RSS items can have a category element, which is similar to what you're asking for. FeedDemon enables grouping items by category, but very few feeds actually make use of this element so it's not nearly as useful as it could be.
Sounds like someone needs to start a grassroots organization to advocate the use of catagory ekenents in RSS feeds.
Take a look at the RSS Traits extension. It's a draft that not only can enrich feeds with metadata but also can be leveraged by RSS clients to light up the GUI to help you sift through your feeds. http://www.basement.org/modules/traits
What if feeds contained meta data about what kind of content would most commonly be published within that feed overall? It seems you are referring to an RSS feed, as the result of a search - which, I believe are more powerful than simply subscribing to each site, one by one. The RSS feeds that you really value are a clue to which topics that you enjoy. Each topic is a "personal keyword," of which can be applied to a general search. I've always found that subscribing to feeds, one by one, is one-dimensional. Why limit myself to the topics I enjoy - only on the sites I subscribe to? After all, content is neither black nor white. It's universally informative. I don't care if "Johnny A-Lister" says it, or if "Joe Blog" says it. If it pertains to my interests (keywords), then I'm all for it.
Damn Nick, I totally feel you on this one. I "only" subscribe to 70 feeds right now, and I'm constantly adding/subtracting feeds to make sure the ones I am subscribed to are actually worth the time/effort/productivity loss associated with viewing them. Are you going to be in San Fran for the Blog Business Summit? Hit me up on IM.
1,177 feeds - you must be reading 20 hrs a day! I just checked and I have 41 feeds on my daily reading list. A metadata approach may be helpful - hopefully more helpful than Dublin Core has been for web pages.
Absolutely.
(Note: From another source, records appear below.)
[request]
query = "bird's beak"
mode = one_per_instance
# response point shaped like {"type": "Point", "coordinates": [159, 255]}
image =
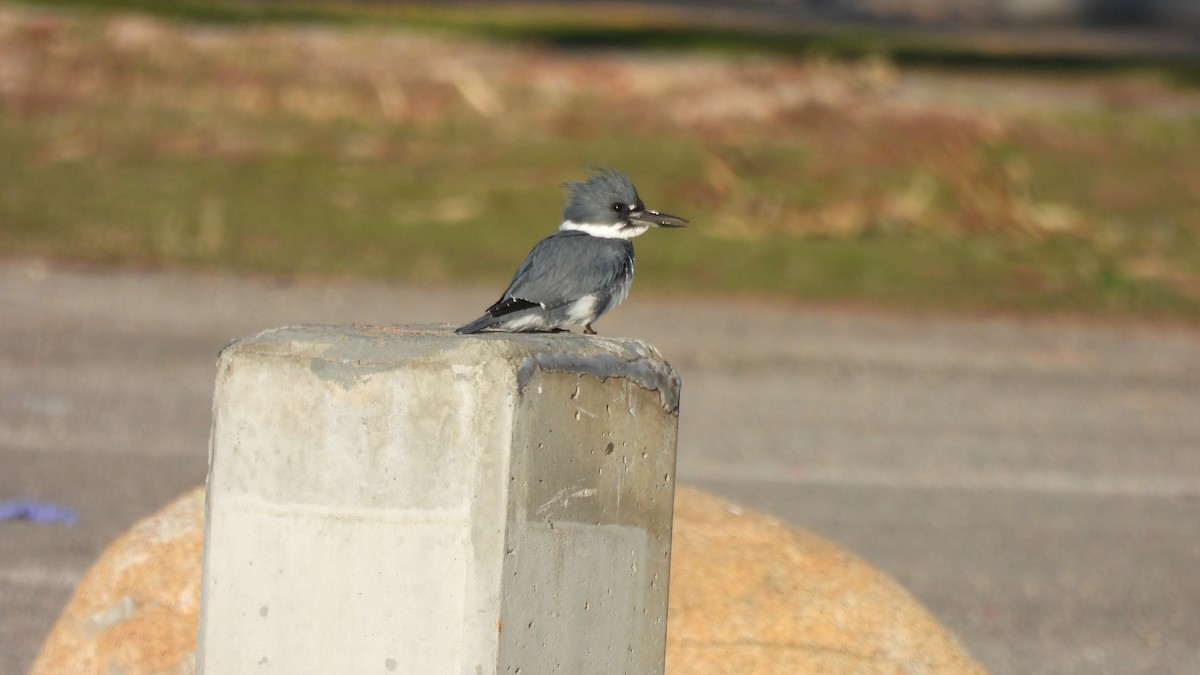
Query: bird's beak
{"type": "Point", "coordinates": [654, 219]}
One simple piece of punctuation can alleviate this problem ":". The colon. Keyword(s): Topic. There you go. Now all we need is a standardization movement for it. I'm in.
I am not sure what the colon has to offer as far as a solution to this problem. The issue is mainly that the category element, which is a sub-element of an item, is not properly adopted by most blogging tools and feed readers. So an example of a feed might be like: <?xml version="1.0"?> <rss version="2.0"> <channel> [typical RSS 2.0 header goes here] <item> <title>RSS Feed Classification</title> <link>http://www.digital-web.com/news/2005/08/rss_feed_classification/</link> <description>[content of post would go here]</description> <pubDate>Fri, 12 August 2005 13:06:00 PDT</pubDate> <category>RSS Feeds</category> </item> </channel> </rss>
All of my feeds have one or more <category> elements at the <item> level. I did not know so few people used them. Technorati, for example, uses the category element to insert posted items into their tagging system. I also use a category element as an index into the DMOZ taxonomy, although only for completeness, as that is one aspect of RSS syndication I'm pretty sure very few, if any, reader/aggregators take advantage of.
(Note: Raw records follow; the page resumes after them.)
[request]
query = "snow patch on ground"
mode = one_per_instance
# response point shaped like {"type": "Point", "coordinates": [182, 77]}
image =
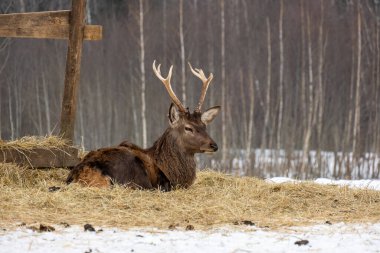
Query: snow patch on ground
{"type": "Point", "coordinates": [359, 184]}
{"type": "Point", "coordinates": [338, 237]}
{"type": "Point", "coordinates": [321, 238]}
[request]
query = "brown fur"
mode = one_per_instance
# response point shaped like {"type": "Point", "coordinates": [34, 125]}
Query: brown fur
{"type": "Point", "coordinates": [168, 163]}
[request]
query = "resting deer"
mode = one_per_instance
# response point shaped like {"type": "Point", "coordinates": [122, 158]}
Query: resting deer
{"type": "Point", "coordinates": [168, 163]}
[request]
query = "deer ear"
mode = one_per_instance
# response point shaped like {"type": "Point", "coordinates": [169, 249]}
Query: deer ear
{"type": "Point", "coordinates": [173, 115]}
{"type": "Point", "coordinates": [210, 114]}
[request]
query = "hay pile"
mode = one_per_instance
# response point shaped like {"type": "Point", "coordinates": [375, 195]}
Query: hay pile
{"type": "Point", "coordinates": [214, 200]}
{"type": "Point", "coordinates": [31, 142]}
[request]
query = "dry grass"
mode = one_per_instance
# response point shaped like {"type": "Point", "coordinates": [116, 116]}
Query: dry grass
{"type": "Point", "coordinates": [214, 200]}
{"type": "Point", "coordinates": [31, 142]}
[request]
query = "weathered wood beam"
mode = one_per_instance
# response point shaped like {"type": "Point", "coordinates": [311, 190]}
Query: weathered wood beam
{"type": "Point", "coordinates": [43, 25]}
{"type": "Point", "coordinates": [74, 53]}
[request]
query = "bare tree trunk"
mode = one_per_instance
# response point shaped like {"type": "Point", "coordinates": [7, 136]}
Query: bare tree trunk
{"type": "Point", "coordinates": [223, 77]}
{"type": "Point", "coordinates": [267, 97]}
{"type": "Point", "coordinates": [142, 69]}
{"type": "Point", "coordinates": [320, 88]}
{"type": "Point", "coordinates": [304, 113]}
{"type": "Point", "coordinates": [181, 37]}
{"type": "Point", "coordinates": [356, 132]}
{"type": "Point", "coordinates": [250, 125]}
{"type": "Point", "coordinates": [307, 136]}
{"type": "Point", "coordinates": [281, 78]}
{"type": "Point", "coordinates": [22, 6]}
{"type": "Point", "coordinates": [348, 131]}
{"type": "Point", "coordinates": [210, 51]}
{"type": "Point", "coordinates": [164, 32]}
I have always found newsgroups and mail feeds to be horrendous generators of noise. You spend more time deleting stuff you have no intention of reading than actually learning. In contrast, I have found the Live Bookmarks in Firefox to be incredibly useful. This is the only place I use RSS, because the headlines can be easily ignored for a fortnight without needing maintenance. When you are ready to catch up with a particular site, you click on the article that interests you and use its navigation from there.
I used to use live bookmarks, but I found services like NewsGator and FeedDemon much more effective in managing feeds than what options you have in Firefox. Especially when you hit the 1,000+ feed mark.